Kedua, dimulai pada bulan harta tersebut digunakan atau mulai menghasilkan dengan persetujuan dari Kanwil DJP yang membawahi KPP tempat WP terdaftar yang harus disampaikan paling lambat 1 (satu) bulan setelah berakhirnya tahun pajak dilakukannya pengeluaran atau selesainya pengerjaan harta. Ketiga, dimulai pada bulan produksi komersial bagi WP yang merupakan komoditas pokok dalam bidang usaha tertentu yakni kehutanan, perkebunan tanaman keras, dan peternakan tanpa perlu ada pemberitahuan atau permohonan.
Dalam rangka memberikan keseragaman, Menteri Keuangan telah mengatur lebih lanjut sesuai amanah UU PPh masa manfaat jenis-jenis harta berwujud tanpa membedakan jenis usaha ke dalam 4 (empat) Kelompok yakni Kelompok 1 (4 tahun), Kelompok 2 (8 tahun), Kelompok 3 (16 tahun), dan Kelompok 4 (20 tahun) dan bagi yang tidak tercantum masuk dalam Kelompok 3.
Hal berbeda untuk harta berwujud berupa bangunan yang hanya terdiri dari 2 (dua) Kelompok yakni tidak permanen dengan masa manfaat 10 tahun atau permanen dengan masa manfaat 20 tahun. Hal baru yang diatur khusus dalam UU HPP yaitu apabila bangunan permanen mempunyai masa manfaat melebihi 20 tahun, WP dapat memilih sesuai dengan masa manfaat yang sebenarnya berdasarkan pembukuan WP, cukup dengan menyampaikan pemberitahuan kepada KPP.
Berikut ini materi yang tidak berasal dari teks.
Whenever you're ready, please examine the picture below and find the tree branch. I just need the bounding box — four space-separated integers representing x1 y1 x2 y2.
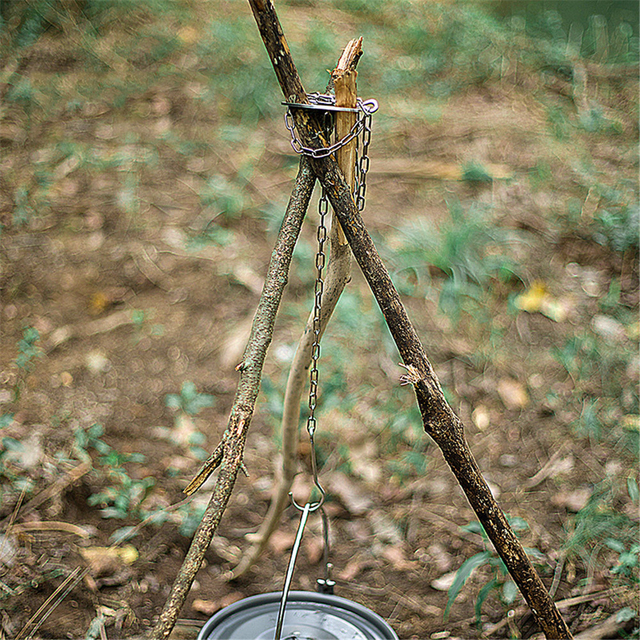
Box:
149 158 315 640
249 0 572 638
231 38 362 579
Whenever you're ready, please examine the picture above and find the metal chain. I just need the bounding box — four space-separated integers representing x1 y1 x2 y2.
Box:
291 190 329 511
353 107 373 213
284 93 378 159
275 86 378 640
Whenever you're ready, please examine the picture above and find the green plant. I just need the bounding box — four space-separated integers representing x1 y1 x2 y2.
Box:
462 161 493 184
13 327 42 402
382 202 519 320
74 424 155 519
444 516 544 626
564 479 638 575
87 450 156 520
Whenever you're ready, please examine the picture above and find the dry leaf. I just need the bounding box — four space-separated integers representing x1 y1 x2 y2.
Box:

Saat dimulainya penyusutan serta masa manfaat harus sesuai dengan ketentuan yang diatur atau berdasarkan pembukuan WP namun harus melalui permohonan. Namun dengan adanya UU HPP relaksasi diberikan untuk saat dimulainya penyusutan komoditas pokok dalam bidang usaha tertentu serta masa manfaat untuk bangunan permanen dengan masa manfaat melebihi 20 tahun.
*) Penulis adalah Penyuluh Pajak Ahli Muda KPP Madya Dua Tangerang
*) tulisan pendapat pribadi penulis dan tidak mewakili institusi tempat berkerja penulis.